The fuel cell stacks of the new Citaro FuelCELL Hybrid are identical to those of the Mercedes-Benz B-Class FCELL with fuel cell drive. As with the previous fuel cell buses, the two stacks are located on the vehicle roof. These are now joined by the lithium-ion batteries which, for example when braking, can store recovered energy. With the electricity from this energy storage unit the new Citaro FuelCELL Hybrid can drive several kilometres on battery operation alone. In general the design of the new FuelCELL buses is broadly the same as that of the Mercedes-Benz BlueTec Hybrid buses; these buses also get electrical energy from a diesel generator. In the new FuelCELL buses, however, fuel cells generate the power for the drive motors in a totally emissions-free process.

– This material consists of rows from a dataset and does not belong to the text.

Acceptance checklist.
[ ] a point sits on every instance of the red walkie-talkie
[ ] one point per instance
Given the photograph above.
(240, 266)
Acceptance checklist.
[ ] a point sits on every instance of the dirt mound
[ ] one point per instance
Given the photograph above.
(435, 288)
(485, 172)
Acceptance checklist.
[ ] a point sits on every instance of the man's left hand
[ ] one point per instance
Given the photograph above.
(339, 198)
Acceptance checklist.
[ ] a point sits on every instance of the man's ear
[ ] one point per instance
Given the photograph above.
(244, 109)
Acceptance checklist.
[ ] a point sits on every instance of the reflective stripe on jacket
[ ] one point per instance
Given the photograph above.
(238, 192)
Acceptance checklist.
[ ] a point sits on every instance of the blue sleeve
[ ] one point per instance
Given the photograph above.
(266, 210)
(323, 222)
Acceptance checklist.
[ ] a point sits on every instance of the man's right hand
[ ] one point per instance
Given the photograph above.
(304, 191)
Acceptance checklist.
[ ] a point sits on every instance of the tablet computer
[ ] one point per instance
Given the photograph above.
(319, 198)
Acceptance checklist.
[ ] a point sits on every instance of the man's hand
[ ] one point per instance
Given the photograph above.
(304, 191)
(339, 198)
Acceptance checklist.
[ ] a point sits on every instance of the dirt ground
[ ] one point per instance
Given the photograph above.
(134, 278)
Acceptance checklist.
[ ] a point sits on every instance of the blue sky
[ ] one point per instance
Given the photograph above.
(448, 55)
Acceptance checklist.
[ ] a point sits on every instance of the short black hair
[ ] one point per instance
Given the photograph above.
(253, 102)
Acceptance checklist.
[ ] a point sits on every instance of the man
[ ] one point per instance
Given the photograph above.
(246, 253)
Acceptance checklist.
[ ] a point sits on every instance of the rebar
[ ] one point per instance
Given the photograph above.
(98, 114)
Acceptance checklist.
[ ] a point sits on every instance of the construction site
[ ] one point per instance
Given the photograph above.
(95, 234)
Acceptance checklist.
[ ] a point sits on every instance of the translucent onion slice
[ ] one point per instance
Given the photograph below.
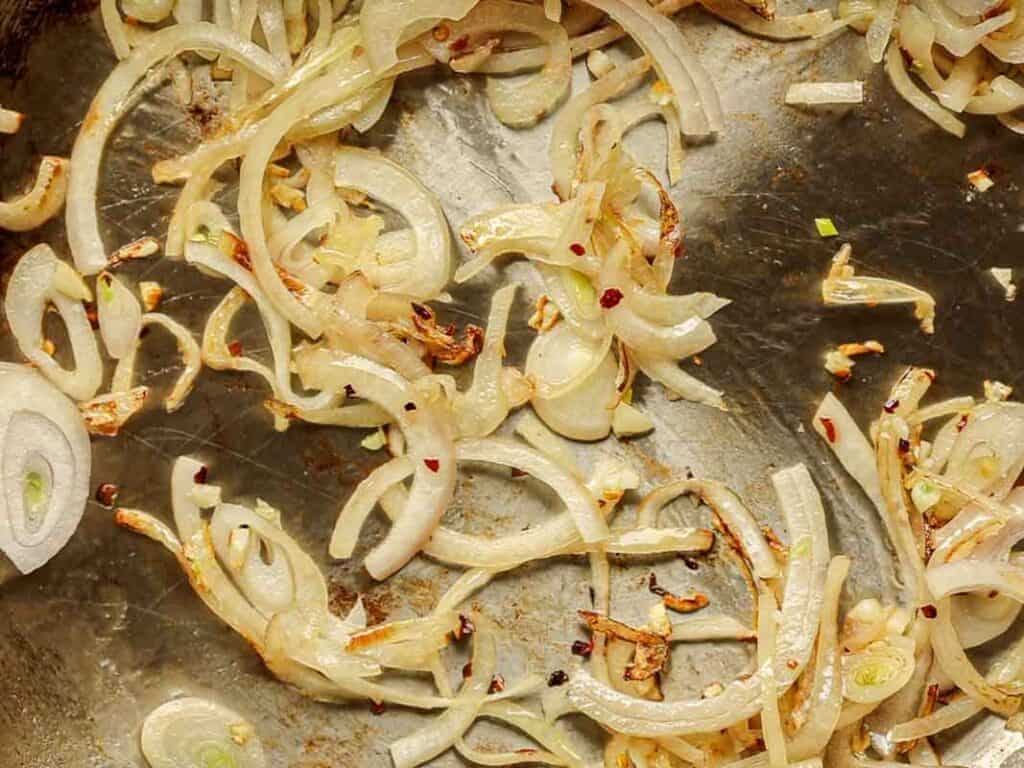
(559, 360)
(482, 408)
(732, 513)
(192, 361)
(40, 279)
(585, 413)
(41, 203)
(391, 184)
(387, 24)
(10, 121)
(428, 439)
(677, 66)
(569, 120)
(199, 733)
(797, 27)
(844, 287)
(45, 459)
(108, 108)
(120, 315)
(879, 671)
(520, 103)
(805, 573)
(429, 741)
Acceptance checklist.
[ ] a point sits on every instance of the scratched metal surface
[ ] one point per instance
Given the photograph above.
(109, 630)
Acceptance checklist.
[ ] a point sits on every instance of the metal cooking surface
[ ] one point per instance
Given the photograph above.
(110, 629)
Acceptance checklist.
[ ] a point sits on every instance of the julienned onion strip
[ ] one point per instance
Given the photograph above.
(108, 108)
(41, 203)
(734, 516)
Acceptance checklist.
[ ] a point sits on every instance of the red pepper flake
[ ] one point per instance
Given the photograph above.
(92, 314)
(558, 677)
(107, 495)
(583, 648)
(610, 298)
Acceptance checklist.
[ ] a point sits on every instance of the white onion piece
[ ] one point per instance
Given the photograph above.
(484, 406)
(151, 11)
(559, 360)
(731, 511)
(278, 331)
(41, 203)
(585, 412)
(677, 66)
(520, 103)
(428, 439)
(10, 121)
(581, 505)
(34, 284)
(107, 110)
(387, 24)
(120, 315)
(361, 503)
(45, 463)
(796, 27)
(569, 121)
(843, 287)
(199, 733)
(739, 699)
(806, 569)
(192, 361)
(704, 628)
(851, 92)
(391, 184)
(107, 414)
(679, 383)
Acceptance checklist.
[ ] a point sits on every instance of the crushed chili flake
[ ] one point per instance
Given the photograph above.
(107, 494)
(610, 298)
(558, 677)
(583, 648)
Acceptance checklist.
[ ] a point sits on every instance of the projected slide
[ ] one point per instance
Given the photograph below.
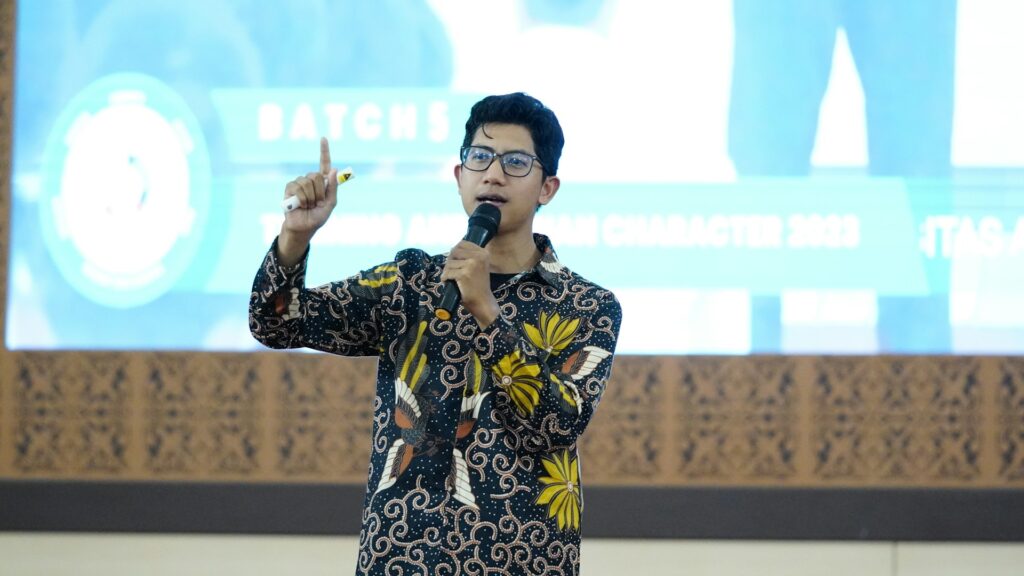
(843, 176)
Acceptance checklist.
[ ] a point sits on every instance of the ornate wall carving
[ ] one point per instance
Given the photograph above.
(790, 421)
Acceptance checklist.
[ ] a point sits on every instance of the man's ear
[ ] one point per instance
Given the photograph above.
(548, 190)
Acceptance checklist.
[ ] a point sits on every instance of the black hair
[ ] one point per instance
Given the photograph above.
(525, 111)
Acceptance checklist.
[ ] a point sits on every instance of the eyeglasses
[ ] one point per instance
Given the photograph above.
(515, 164)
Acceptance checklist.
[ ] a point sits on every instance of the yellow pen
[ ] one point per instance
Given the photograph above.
(292, 202)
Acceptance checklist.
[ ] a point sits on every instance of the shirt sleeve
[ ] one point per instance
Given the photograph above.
(341, 318)
(553, 372)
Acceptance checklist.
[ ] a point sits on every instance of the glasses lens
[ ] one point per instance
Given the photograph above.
(476, 158)
(517, 164)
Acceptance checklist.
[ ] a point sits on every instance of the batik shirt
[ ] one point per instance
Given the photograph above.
(473, 467)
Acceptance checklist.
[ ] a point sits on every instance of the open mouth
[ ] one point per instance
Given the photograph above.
(491, 199)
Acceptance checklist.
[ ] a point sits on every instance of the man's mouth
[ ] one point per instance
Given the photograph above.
(491, 199)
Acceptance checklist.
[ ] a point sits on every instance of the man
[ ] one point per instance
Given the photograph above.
(474, 465)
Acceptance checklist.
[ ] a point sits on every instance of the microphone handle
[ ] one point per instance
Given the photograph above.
(450, 300)
(451, 295)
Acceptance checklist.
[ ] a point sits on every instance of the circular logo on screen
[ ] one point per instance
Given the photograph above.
(126, 188)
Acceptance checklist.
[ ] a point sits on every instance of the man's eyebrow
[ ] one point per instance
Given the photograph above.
(520, 151)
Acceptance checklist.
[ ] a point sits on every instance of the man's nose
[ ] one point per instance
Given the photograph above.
(495, 172)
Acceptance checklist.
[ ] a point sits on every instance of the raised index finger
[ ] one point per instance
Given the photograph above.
(325, 157)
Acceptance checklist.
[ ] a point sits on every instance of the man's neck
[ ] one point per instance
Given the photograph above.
(511, 254)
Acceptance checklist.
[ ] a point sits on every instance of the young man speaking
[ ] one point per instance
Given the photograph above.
(474, 466)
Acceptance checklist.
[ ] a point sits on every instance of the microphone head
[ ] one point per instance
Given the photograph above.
(486, 216)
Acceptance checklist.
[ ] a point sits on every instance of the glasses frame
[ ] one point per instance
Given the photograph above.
(464, 152)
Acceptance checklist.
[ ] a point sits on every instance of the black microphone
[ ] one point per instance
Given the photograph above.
(482, 227)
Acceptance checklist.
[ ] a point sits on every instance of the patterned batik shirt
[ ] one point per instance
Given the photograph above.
(474, 466)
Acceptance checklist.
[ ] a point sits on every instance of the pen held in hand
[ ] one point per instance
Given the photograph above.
(292, 202)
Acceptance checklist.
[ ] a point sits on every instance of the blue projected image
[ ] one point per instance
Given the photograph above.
(838, 176)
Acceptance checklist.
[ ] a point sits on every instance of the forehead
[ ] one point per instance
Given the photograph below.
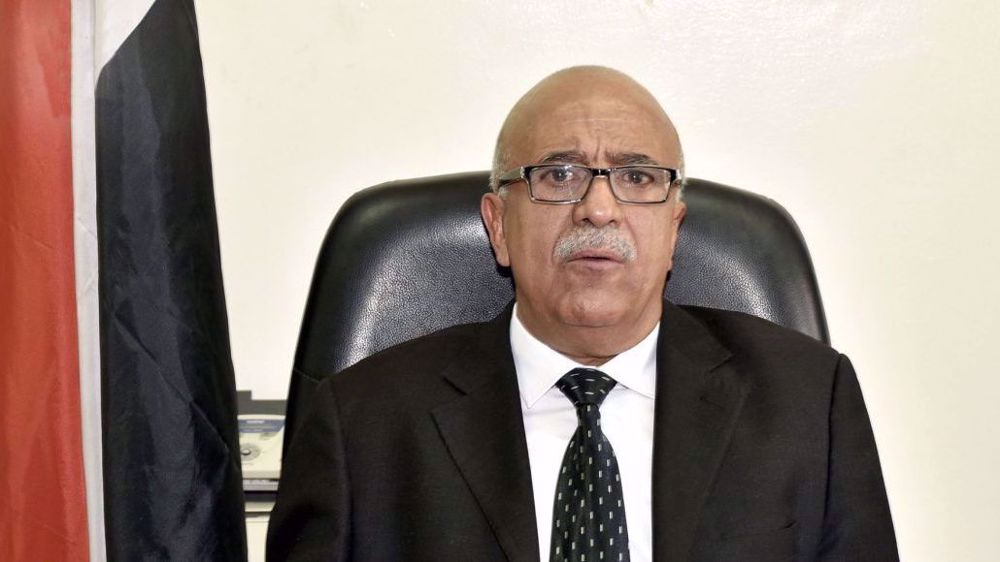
(598, 124)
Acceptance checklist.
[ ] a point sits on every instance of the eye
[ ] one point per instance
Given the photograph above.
(635, 177)
(556, 176)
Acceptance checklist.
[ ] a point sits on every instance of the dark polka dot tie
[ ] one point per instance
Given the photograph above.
(589, 513)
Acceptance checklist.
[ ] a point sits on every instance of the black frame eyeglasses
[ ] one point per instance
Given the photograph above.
(562, 184)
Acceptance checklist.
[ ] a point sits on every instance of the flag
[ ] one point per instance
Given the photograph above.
(117, 398)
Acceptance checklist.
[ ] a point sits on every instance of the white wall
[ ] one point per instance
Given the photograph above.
(872, 122)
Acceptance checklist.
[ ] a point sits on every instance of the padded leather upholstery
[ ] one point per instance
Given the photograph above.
(406, 258)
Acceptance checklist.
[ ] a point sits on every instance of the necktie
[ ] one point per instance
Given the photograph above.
(589, 514)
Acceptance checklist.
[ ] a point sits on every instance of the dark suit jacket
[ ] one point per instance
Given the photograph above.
(763, 451)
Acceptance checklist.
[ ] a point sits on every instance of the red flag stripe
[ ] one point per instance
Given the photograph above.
(41, 469)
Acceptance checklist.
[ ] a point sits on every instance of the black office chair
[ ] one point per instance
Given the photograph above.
(406, 258)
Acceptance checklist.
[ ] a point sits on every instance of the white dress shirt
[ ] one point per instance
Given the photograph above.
(626, 418)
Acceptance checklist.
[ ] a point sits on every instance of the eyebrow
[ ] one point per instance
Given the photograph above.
(616, 159)
(564, 157)
(632, 159)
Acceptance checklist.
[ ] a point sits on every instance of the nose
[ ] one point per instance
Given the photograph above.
(599, 207)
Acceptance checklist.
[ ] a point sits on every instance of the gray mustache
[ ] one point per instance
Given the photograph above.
(594, 238)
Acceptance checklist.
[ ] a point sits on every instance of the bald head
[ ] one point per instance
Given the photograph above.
(593, 93)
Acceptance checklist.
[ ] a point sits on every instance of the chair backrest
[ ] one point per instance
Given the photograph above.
(406, 258)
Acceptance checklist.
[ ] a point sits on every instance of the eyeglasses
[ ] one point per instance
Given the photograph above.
(569, 183)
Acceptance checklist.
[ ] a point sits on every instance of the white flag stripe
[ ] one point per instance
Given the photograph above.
(85, 256)
(116, 19)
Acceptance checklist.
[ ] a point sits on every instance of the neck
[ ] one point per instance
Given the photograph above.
(591, 345)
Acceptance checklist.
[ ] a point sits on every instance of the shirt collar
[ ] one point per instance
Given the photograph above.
(539, 366)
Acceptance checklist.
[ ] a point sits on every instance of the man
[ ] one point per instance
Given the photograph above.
(592, 420)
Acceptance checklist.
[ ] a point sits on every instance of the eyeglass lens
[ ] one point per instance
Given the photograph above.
(638, 184)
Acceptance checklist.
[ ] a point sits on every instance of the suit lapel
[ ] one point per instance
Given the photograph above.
(698, 398)
(484, 433)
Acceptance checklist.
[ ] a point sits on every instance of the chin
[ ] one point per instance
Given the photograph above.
(594, 312)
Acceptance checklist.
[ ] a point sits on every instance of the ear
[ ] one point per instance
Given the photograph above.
(491, 207)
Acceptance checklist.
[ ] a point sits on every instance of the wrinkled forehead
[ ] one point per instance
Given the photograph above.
(597, 119)
(596, 126)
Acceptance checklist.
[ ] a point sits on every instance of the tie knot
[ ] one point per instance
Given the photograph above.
(586, 386)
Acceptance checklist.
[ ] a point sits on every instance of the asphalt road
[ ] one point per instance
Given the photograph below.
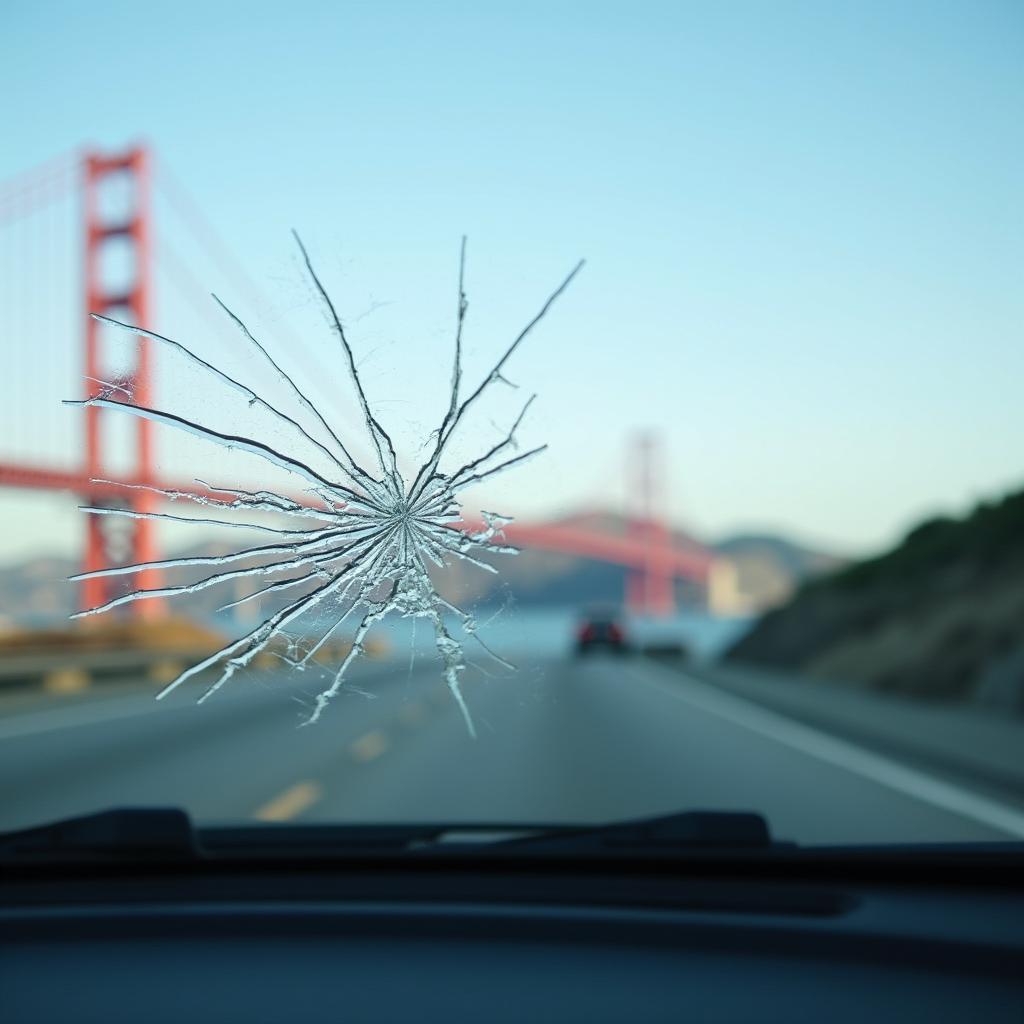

Thanks to the improved fuel cell components and the hybridisation using lithium ion batteries, the new Citaro FuelCELL Hybrid saves 50 percent on hydrogen over the previous generation. For this reason, compared to the previously tested fuel cell buses, it was possible to reduce the number of tanks from nine to seven, giving a total of 35 kg of hydrogen. The range of a fuel cell bus is now over 250 kilometres. With these many and varied technical advances, purely electric buses with fuel cells as energy producers take a clear step closer to series production capability.